André Pratte
Appelé à commenter les informations selon lesquelles il aurait glissé l’hostie dans son veston lors des funérailles de l’ancien gouverneur général Roméo LeBlanc, le premier ministre Harper avait qualifié cette affaire de «journalisme de bas étage». Ce n’était pas la première fois que le premier ministre s’en prenait aux médias. Mais il semble que cette fois-ci, il avait raison.
Trois semaine plus tard, le journal qui a le premier publié l’information, le Telegraph Journal, du Nouveau-Brunswick, publie ce matin des excuses à M. Harper et à ses lecteurs. Dans ce court texte, la direction du journal rappelle que dans l’article original:
- il était affirmé que le premier ministre avait glissé l’hostie dans sa poche;
- on citait le vicaire général du diocèse de Saint-Jean déclarant que si M. Harper avait fait cela, il s’agissait d’«un scandale». Le porte-parole du diocèse exigeait des explications du bureau du premier ministre.

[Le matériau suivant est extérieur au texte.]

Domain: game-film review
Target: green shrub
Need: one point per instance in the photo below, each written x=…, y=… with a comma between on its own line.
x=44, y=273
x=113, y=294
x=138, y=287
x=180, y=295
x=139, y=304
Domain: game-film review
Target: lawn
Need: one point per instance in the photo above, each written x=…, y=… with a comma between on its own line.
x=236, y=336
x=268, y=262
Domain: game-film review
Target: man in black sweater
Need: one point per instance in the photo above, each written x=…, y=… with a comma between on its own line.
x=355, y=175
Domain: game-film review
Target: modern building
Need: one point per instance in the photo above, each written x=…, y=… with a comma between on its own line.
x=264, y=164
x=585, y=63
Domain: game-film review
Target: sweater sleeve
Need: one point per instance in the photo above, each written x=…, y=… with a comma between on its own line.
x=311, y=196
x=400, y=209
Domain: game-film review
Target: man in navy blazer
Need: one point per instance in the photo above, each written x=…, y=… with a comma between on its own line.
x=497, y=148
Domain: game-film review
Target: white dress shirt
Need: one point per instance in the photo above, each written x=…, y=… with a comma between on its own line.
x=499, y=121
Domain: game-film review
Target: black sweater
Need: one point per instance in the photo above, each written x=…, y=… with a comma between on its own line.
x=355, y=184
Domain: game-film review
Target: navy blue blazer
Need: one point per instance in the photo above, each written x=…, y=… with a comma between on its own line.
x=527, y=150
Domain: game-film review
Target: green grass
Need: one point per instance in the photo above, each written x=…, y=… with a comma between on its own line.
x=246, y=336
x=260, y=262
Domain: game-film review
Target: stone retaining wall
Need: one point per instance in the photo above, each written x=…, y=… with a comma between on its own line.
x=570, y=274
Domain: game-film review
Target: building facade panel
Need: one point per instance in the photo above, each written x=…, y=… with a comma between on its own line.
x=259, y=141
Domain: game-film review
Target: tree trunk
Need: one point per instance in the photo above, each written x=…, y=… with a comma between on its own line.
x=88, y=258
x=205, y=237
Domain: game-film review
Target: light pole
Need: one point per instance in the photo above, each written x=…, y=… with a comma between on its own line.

Or, dit le Telegraph Journal aujourd’hui, «au moment de la publication de l’article, il n’existait pas d’informations crédibles pour appuyer ces affirmations; le Telegraph Journal ne dispose toujours pas de telles informations aujourd’hui.»
La direction du quotidien s’excuse aussi auprès des deux reporters qui avaient signé le texte sur les funérailles de M. LeBlanc. «Ils n’ont pas inclus ces affirmations dans leur texte. Lors du processus d’édition, ces affirmations ont été ajoutées à l’insu de reporters.»
Les médias sont très exigeants à l’égard des personnalités publiques, en particulier des politiciens. Ils ont raison. Toutefois, rares sont les médias qui s’imposent des standards aussi élevés. Le cas présent en est un parfait exemple. Pourquoi le Telegraph Journal a-t-il attendu trois semaines pour faire ses excuses?
Soulignons aussi que le texte de ces excuses laisse plusieurs questions sans réponse, ce que des journalistes n’accepteraient pas de la part d’un élu. Que veut-on dire quand on écrit qu’il n’y avait pas d’informations pour appuyer les affirmations de l’article? Les citations du prêtre ont-elles été inventées? Le prêtre a-t-il été mal cité?
Qui a fait cela à l’insu des reporters? Quels étaient les motifs de la personne en question? Des mesures disciplinaires ont-elles été prises? J’ai posé ces questions par courriel à la direction du Telegraph Journal. J’attends les réponses.
Mise à jour 12h20
Je n’ai pas reçu de réponse du Telegraph Journal. Le Globe and Mail, qui a lui aussi voulu en savoir plus, n’a pas été plus chanceux. Cependant, le Globe révèle aujourd’hui que l’éditeur du Journal, James Irving (de la fameuse famille) a démissionné, tandis que la rédactrice en chef, Shawna Richer, a été démise de ses fonctions.